INSIDE AWARDS Shortlists Two Woods Bagot Projects

July 11, 2019

INSIDE World Festival of Interiors shortlisted two Woods Bagot designs as finalists in the Residential Category for its 2019 awards program. The projects, both located in Australia, are the Tidal Arc House in Mornington Peninsula and St Andrews Beach Villa— which is also included in the organization’s sister program, the World Architecture Festival Awards.

The INSIDE World Festival of Interiors brings together the world’s design and architecture community to participate in keynote talks and live presentations from the over 550 finalists.

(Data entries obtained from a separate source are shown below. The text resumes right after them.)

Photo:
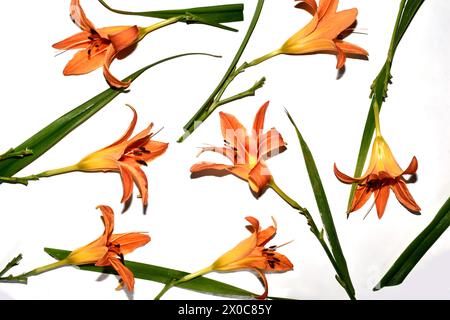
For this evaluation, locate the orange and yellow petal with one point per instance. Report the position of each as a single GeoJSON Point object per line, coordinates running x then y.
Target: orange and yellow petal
{"type": "Point", "coordinates": [259, 177]}
{"type": "Point", "coordinates": [381, 198]}
{"type": "Point", "coordinates": [128, 242]}
{"type": "Point", "coordinates": [234, 132]}
{"type": "Point", "coordinates": [79, 17]}
{"type": "Point", "coordinates": [258, 123]}
{"type": "Point", "coordinates": [404, 196]}
{"type": "Point", "coordinates": [83, 62]}
{"type": "Point", "coordinates": [125, 38]}
{"type": "Point", "coordinates": [362, 194]}
{"type": "Point", "coordinates": [127, 183]}
{"type": "Point", "coordinates": [413, 166]}
{"type": "Point", "coordinates": [270, 144]}
{"type": "Point", "coordinates": [77, 41]}
{"type": "Point", "coordinates": [241, 251]}
{"type": "Point", "coordinates": [125, 274]}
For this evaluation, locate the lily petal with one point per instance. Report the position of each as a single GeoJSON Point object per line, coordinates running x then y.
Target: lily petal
{"type": "Point", "coordinates": [125, 38]}
{"type": "Point", "coordinates": [334, 24]}
{"type": "Point", "coordinates": [82, 62]}
{"type": "Point", "coordinates": [108, 219]}
{"type": "Point", "coordinates": [266, 235]}
{"type": "Point", "coordinates": [413, 166]}
{"type": "Point", "coordinates": [350, 48]}
{"type": "Point", "coordinates": [381, 198]}
{"type": "Point", "coordinates": [290, 45]}
{"type": "Point", "coordinates": [362, 194]}
{"type": "Point", "coordinates": [270, 144]}
{"type": "Point", "coordinates": [79, 17]}
{"type": "Point", "coordinates": [225, 151]}
{"type": "Point", "coordinates": [125, 274]}
{"type": "Point", "coordinates": [327, 8]}
{"type": "Point", "coordinates": [127, 182]}
{"type": "Point", "coordinates": [129, 131]}
{"type": "Point", "coordinates": [242, 250]}
{"type": "Point", "coordinates": [234, 132]}
{"type": "Point", "coordinates": [258, 123]}
{"type": "Point", "coordinates": [201, 166]}
{"type": "Point", "coordinates": [263, 278]}
{"type": "Point", "coordinates": [404, 197]}
{"type": "Point", "coordinates": [128, 242]}
{"type": "Point", "coordinates": [311, 3]}
{"type": "Point", "coordinates": [259, 177]}
{"type": "Point", "coordinates": [343, 177]}
{"type": "Point", "coordinates": [112, 81]}
{"type": "Point", "coordinates": [77, 41]}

The awards will be judged live at the festival in Amsterdam, from December 4 to 9, by over 148 judges from more than 68 countries.
Below are the two Woods Bagot projects shortlisted for the 2019 INSIDE awards.

 

 

Tidal Arc House, Mornington Peninsula, Australia

Settled into a cliffside in Mornington Peninsula, the sinuous concentric limestone dwelling hangs onto the curved landscape and defies typical coastal architecture. The interiors are sympathetic to the house’s siting, allowing the residents to feel enveloped in the elements. From the master suite and living room on the uppermost level to dual entry at the ground to the self-contained courtyard guestrooms, the lush and dark materials contrast the bright Australian sun. Textural limestone carried inside for the columns and floors softens a palate of stained charcoal timber, ash grey marble, and oxidized brass accents.

St Andrews Beach Villa

 

St Andrews House, St Andrews Beach, Australia

Located on the edge of a delicate national park ecosystem on Australia’s southern coast, this residence responds sensitively to the climate and natural dunes. Over three phases and 20 years, the Villa has evolved from the original timber shack as the progressive design embraces the gradual weathering of materials in the extreme salt blasted atmosphere. Jarrah hardwood timber and non-ferrous metals age in sympathy with the surrounding vegetation, while a juxtaposition of eroded and resilient surfaces of mundane and rare materials—often re-used from the home’s earlier iterations—celebrate the temporal nature of organic decay and change.